Maestri diplomati, l’alt del ministero “Nessuna scorciatoia per l’assunzione”

da la Repubblica

Maestri diplomati, l’alt del ministero “Nessuna scorciatoia per l’assunzione”

La protesta della scuola. Migliaia in piazza per le graduatorie. Il garante: astensione illegale. “Concorsi ad hoc per gli abilitati”.

Ilaria Venturi

Nessuna sanatoria. Nel giorno dello sciopero dei maestri, il ministero dell’Istruzione intende mantenere la barra dritta su questa posizione. Con la ministra Valeria Fedeli che prende tempo, in attesa della copertura legale dell’avvocatura di Stato, e si muove coi piedi di piombo a legislatura conclusa, evocando « soluzioni equilibrate » sul gran pasticcio dei diplomati magistrali che i giudici hanno prima inserito, poi estromesso dalle graduatorie che danno accesso alla cattedra in ruolo, le cosiddette “ Gae”. L’exit strategy, semmai, è una fase transitoria con concorsi dedicati, a misura di precario, come è stato deciso per le medie e superiori. Soluzione non immediata, con le elezioni di mezzo. Quel che pare certo è che la linea del “tutti dentro”, invocata dai sindacati che hanno indetto la mobilitazione, non passerà.

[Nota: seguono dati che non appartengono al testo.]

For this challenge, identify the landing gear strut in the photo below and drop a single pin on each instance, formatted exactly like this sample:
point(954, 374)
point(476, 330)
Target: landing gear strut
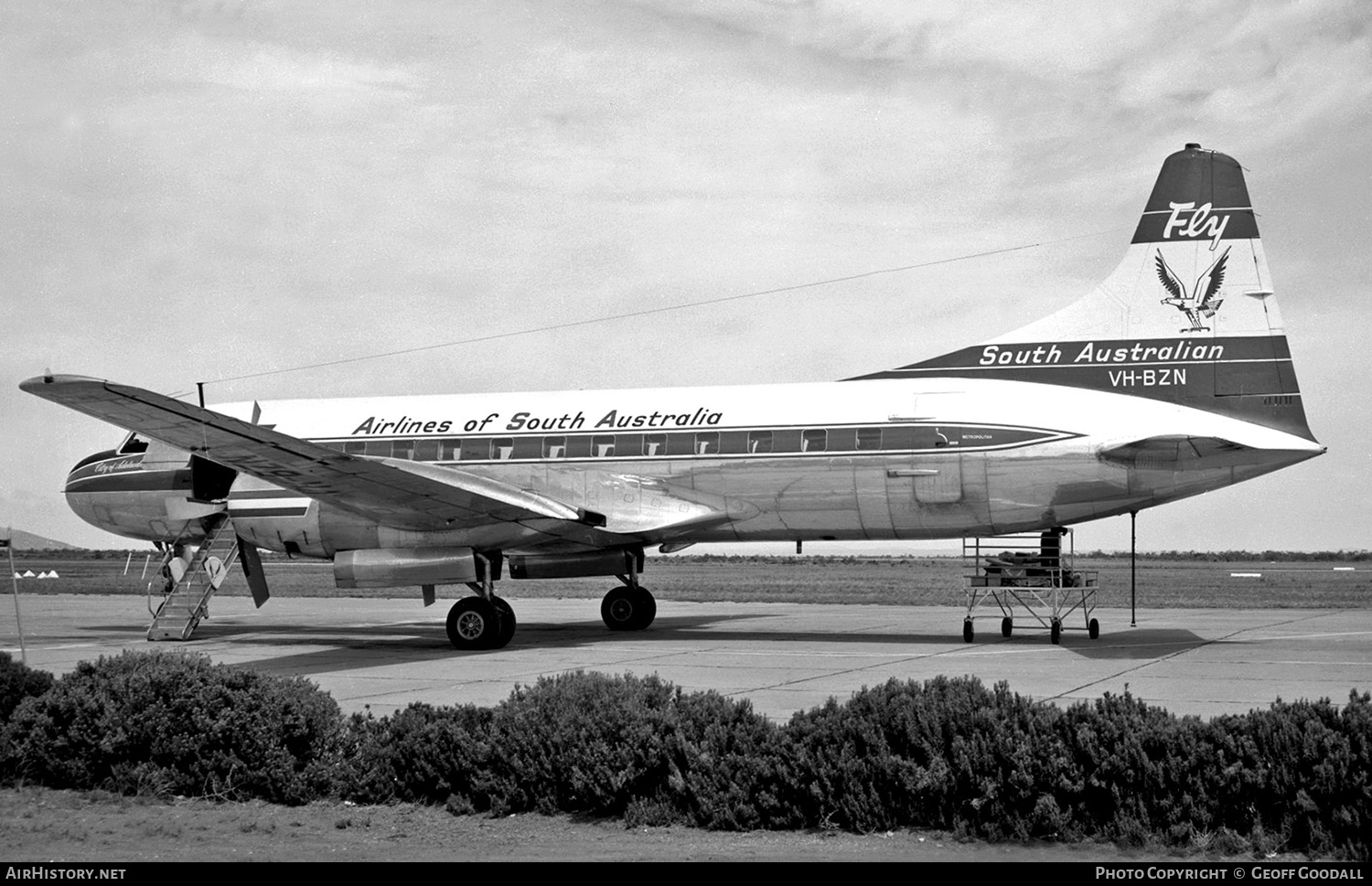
point(628, 608)
point(482, 620)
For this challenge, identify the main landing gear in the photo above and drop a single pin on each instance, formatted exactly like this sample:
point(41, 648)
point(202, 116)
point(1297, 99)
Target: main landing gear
point(628, 608)
point(477, 623)
point(483, 620)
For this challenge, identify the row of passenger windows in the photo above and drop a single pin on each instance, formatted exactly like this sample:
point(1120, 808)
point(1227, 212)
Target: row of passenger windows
point(650, 444)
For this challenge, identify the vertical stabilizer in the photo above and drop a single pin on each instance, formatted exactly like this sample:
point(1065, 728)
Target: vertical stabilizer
point(1190, 315)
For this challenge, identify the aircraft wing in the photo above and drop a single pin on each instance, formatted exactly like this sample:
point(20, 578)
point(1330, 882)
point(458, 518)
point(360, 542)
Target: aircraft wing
point(408, 496)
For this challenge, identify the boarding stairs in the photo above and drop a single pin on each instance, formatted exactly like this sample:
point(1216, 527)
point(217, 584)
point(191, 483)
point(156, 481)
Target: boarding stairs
point(1010, 573)
point(192, 584)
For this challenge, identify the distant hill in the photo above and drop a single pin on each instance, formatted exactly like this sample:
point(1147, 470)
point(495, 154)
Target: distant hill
point(27, 540)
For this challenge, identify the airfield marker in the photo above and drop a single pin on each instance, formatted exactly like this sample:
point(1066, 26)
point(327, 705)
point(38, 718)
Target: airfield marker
point(18, 622)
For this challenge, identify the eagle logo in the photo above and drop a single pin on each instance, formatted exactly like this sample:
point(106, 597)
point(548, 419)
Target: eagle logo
point(1201, 304)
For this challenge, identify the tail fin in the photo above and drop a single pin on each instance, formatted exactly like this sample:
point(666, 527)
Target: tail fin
point(1187, 317)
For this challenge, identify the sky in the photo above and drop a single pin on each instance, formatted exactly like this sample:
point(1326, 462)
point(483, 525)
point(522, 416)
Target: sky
point(206, 191)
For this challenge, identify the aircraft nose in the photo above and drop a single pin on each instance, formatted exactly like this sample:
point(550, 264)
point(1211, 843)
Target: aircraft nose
point(90, 466)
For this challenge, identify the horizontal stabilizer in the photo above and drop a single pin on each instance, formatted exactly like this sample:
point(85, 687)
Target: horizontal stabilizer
point(1190, 453)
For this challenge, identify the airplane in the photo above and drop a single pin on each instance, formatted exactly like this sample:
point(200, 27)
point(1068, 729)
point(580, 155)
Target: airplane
point(1114, 403)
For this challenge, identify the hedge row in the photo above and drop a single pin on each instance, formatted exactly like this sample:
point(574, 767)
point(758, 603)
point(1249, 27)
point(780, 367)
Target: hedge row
point(949, 754)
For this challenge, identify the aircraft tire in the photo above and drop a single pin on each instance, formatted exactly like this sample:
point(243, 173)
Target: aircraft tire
point(626, 609)
point(472, 624)
point(649, 608)
point(508, 622)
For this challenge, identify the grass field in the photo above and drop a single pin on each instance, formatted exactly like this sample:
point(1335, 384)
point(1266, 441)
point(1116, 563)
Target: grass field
point(914, 582)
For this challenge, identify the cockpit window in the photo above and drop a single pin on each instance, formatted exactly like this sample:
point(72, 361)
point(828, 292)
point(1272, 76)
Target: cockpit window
point(132, 444)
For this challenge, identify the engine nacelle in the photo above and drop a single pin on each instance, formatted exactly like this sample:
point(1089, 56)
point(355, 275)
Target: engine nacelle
point(403, 567)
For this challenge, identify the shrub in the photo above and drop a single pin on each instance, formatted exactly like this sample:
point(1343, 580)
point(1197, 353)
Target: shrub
point(419, 754)
point(581, 742)
point(732, 768)
point(949, 753)
point(16, 683)
point(176, 723)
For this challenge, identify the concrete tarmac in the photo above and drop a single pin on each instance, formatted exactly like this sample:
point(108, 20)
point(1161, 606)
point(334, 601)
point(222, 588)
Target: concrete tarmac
point(383, 655)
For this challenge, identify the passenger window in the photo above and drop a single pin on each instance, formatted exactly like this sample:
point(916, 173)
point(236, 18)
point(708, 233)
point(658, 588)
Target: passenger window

È questo il nodo dello scontro che si sta consumando nella scuola da settimane, culminato con lo sciopero di ieri che ha coinvolto appena il 2,94% del personale — un milione e 105mila insegnanti e bidelli — secondo i primi dati provvisori rilevati sul 64% delle scuole. Un’astensione che ha riguardato circa 18mila docenti, creato disagi in alcune scuole, primarie e materne, laddove cioè insegnano le maestre coinvolte nella vicenda, portato a blocchi del traffico a Milano, Torino e Bologna, presìdi a Cagliari, Bari e Palermo e una protesta con centinaia di insegnanti, per lo più giovani donne, in viale Trastevere. I promotori — sigle del sindacalismo di base — cantano lo stesso vittoria, nonostante i numeri. Lo fa Marcello Pacifico di Anief, che mette sul tavolo la richiesta di un decreto urgente che confermi nel ruolo i maestri già assunti e nelle graduatorie quelli immessi con riserva, annunciando nuovi ricorsi, sino alla Corte europea dei diritti umani, e altri scioperi il primo e il 23 marzo. L’Autorità garante intanto ha bocciato la proclamazione dello sciopero da parte dei Cobas come «non conforme alla legge » per mancato preavviso. Arriveranno sanzioni. Il leader Pietro Bernocchi controbatte duramente: «Sconcertante».

Al di là del braccio di ferro sullo sciopero, proprio nel giorno della ripresa della scuola dopo la pausa natalizia, la vicenda riguarda 43.600 precari con un diploma conseguito entro il 2002, anno in cui per legge è diventata obbligatoria per i maestri la laurea in Scienze della formazione primaria. Sono stati immessi nelle graduatorie ad esaurimento ( Gae) con riserva a seguito di ricorsi, e nel frattempo seimila sono stati assunti.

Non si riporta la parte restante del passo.